# Million Dollar Piggy Bank---The Habit of Saving



## EvanOkanagan (May 27, 2015)

Hi guys,

First post on here and just wanted to share some insight on saving...

In order to invest (in many cases) you must have money saved.

One of the most gratifying little things I've done lately is empty my piggy bank. (Btw, I'm 28 years old and I still have a piggy bank! lol)










Anyways, I've had this thing since I was about 10 years old. And since then I've built the habit of putting money in there rather than spend it. When I was a kid, it came from my allowance.. nowadays it's any loose change I have in my pocket at the end of the day (spare cash from the bar/eating out, cashing in bottles at the bottle depot, money that I find on the ground, etc)

This habit carried over to my bank accounts when I was old enough to get one. Instead of blowing all my money from my minimum wage jobs, I'd put aside money in my savings account.

A few years ago I created a bank account and named it my "Financial Freedom Account". I would take at least 20% of money that I earned or received and transfer it to this account, and I was never to touch it unless for investments that fueled financial freedom.

Well, two years ago was life-changing for me. I finally used the money I had in this account to purchase my first rental property which led to a chain of events. I went from 1 to 4 investment properties in a short period of time and now having 8 income streams from these properties. The passive income I make off these investments now is more than the average individual Canadian income. It covers all of my monthly living expenses, essentially making me "financially free". I still do work now that I've hit that mark (I re-invest all the income towards more rentals), however, knowing that I have the choice is pretty gratifying. 

This all started with the habit of saving. Even today I still put coins I find, money from bottle depots, and spare cash into my piggy bank.


----------



## EvanOkanagan (May 27, 2015)

Not sure why photo didn't post


----------



## Ag Driver (Dec 13, 2012)

The image is not posting because you are linking from another forum -- of which you must be a member of to view. Save it to your computer, and attach it.


----------



## Ag Driver (Dec 13, 2012)

I made a "piggy bank" with the old man when I was a kid. Cracked a coconut, drank the milk and ate it. I sanded it down, cut a coin slot, and varnished it. 

I have since broke, raided, and re-glued a couple times. At 26, I still have it to date. It doesn't fill nearly as fast, simply because I hardly use cash any more. I hate change, so to the coconut it goes!


----------



## EvanOkanagan (May 27, 2015)

Nice! Haha I like it. Yeah I don't use cash much these days either.


----------



## the_apprentice (Jan 31, 2013)

If I were to observe your situation in particular, there are other factors that you have not mentioned. Otherwise it would seem that any 28 year old could have 8 rental properties by saving 20% of their income. Your location, salary, expenses, down payment, etc, are all important factors.

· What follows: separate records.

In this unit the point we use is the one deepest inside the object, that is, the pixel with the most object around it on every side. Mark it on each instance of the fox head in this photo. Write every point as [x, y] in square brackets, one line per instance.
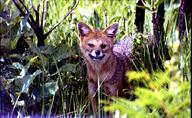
[96, 45]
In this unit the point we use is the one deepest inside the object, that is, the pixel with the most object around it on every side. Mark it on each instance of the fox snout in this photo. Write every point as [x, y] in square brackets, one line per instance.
[96, 45]
[96, 55]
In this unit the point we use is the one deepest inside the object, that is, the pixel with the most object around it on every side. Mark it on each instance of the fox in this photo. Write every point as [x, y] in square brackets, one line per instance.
[106, 61]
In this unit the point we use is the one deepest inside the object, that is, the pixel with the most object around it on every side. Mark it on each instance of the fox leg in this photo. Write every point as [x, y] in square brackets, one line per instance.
[92, 89]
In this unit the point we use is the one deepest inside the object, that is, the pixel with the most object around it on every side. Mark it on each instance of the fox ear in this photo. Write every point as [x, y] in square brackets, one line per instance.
[111, 30]
[83, 29]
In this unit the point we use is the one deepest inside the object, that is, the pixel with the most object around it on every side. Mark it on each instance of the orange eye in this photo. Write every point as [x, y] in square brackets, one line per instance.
[90, 45]
[103, 46]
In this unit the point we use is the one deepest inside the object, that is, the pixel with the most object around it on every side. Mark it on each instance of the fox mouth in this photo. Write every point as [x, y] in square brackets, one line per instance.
[96, 57]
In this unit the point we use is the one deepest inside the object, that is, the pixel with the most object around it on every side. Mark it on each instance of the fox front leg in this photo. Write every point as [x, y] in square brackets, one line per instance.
[92, 89]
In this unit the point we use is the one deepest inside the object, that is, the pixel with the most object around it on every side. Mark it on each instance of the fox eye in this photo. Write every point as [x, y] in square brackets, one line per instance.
[103, 46]
[90, 45]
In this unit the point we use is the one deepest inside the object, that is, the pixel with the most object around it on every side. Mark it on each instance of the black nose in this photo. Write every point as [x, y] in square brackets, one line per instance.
[97, 52]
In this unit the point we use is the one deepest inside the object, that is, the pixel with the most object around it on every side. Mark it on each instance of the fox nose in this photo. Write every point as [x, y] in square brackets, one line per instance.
[97, 52]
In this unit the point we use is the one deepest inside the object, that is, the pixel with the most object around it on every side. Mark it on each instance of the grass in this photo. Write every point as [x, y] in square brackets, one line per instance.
[54, 90]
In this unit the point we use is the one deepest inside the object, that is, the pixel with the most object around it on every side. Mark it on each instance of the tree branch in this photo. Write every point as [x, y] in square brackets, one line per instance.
[62, 19]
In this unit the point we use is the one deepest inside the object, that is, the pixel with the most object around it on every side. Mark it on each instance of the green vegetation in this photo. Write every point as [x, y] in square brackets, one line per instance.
[50, 79]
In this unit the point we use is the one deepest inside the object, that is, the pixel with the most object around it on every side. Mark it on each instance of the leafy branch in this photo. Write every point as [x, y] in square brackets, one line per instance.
[38, 27]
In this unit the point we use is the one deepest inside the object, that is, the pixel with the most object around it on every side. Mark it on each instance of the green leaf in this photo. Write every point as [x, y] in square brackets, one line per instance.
[27, 80]
[158, 2]
[50, 88]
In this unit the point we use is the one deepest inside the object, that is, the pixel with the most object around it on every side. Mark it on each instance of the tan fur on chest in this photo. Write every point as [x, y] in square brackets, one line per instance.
[106, 62]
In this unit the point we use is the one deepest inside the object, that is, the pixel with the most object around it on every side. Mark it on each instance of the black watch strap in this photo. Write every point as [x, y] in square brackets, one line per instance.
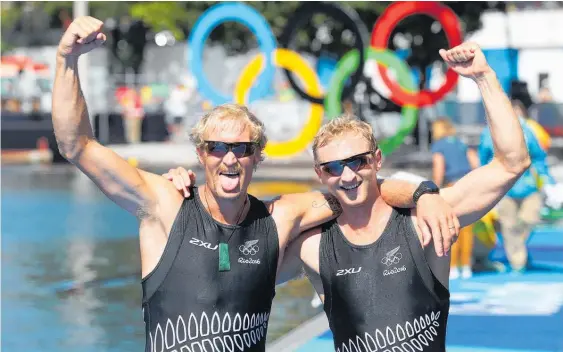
[424, 188]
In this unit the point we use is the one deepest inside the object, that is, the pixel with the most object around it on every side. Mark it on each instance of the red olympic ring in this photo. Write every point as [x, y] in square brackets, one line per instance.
[382, 30]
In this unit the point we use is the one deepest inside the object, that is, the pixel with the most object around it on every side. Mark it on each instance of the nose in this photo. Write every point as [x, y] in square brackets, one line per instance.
[230, 159]
[347, 175]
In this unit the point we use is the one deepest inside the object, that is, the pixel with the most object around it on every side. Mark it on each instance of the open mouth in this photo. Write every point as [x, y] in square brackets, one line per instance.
[231, 174]
[350, 187]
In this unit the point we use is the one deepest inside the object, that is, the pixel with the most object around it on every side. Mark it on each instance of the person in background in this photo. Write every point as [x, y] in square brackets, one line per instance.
[543, 137]
[519, 210]
[451, 160]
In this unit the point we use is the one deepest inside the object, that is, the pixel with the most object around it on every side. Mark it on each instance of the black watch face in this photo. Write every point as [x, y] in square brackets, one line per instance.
[431, 186]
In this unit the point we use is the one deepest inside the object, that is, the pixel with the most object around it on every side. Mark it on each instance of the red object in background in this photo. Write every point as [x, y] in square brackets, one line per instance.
[381, 34]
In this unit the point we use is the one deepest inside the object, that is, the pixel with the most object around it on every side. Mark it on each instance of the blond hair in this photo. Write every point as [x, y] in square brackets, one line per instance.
[442, 127]
[228, 115]
[339, 126]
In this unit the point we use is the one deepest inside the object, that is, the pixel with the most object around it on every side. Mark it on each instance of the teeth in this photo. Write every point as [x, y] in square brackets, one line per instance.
[350, 187]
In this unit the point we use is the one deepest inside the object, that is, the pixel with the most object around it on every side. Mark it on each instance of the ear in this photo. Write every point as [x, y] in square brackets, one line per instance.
[378, 159]
[319, 173]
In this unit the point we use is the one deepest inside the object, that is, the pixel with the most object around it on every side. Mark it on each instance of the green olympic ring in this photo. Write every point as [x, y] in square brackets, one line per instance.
[348, 65]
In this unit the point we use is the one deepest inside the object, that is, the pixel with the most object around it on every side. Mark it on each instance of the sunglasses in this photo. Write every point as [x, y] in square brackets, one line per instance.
[354, 163]
[239, 149]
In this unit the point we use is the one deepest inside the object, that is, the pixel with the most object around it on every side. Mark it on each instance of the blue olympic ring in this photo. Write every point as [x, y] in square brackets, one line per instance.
[247, 16]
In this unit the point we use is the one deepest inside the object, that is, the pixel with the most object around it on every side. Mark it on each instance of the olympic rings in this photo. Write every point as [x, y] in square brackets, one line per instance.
[382, 31]
[210, 19]
[349, 17]
[292, 61]
[348, 64]
[404, 93]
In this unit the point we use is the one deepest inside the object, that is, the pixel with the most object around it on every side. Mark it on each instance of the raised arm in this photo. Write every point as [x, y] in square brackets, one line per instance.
[121, 182]
[303, 211]
[480, 190]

Regardless, that is very impressive. Your friends must hate you!


----------



## Sherlock (Apr 18, 2010)

Mind sharing what part of the country you live in? I know in my area it would be impossible for a 28 year old to buy 4 properties and even if he could they wouldn't generate enough cash flow to live on (I'm fairly certain my landlord has negative cash flow from the condo I'm renting, unless he has no mortgage). Also what kind of properties are you buying, are they detached homes or duplexes or condos or what?


----------



## OurBigFatWallet (Jan 20, 2014)

So if I am reading this correctly:

- bought your first rental property at age 26 after working a few minimum wage jobs and saving cash in a piggy bank
- within two years bought 7 more and now have 8 properties
- all properties are positive cash flowing
- positive cash flow is so high it's now above the average income (I'm guessing $50k per year?)

Feel free to clarify if any of the above is incorrect.

From the username I'm guessing you're in the Okanagan area (near Kelowna BC)? If so how what is your process for evaluating properties, what is your tax strategy (ie. incorporated or not, CCA, etc) and what kind of properties are they (ie. detached house, apartment condo, etc)?


----------



## CalgaryPotato (Mar 7, 2015)

The savings part is awesome, but yeah it sounds like highly leveraged, skilled and partially lucky real estate investing is the majority of your secret to success.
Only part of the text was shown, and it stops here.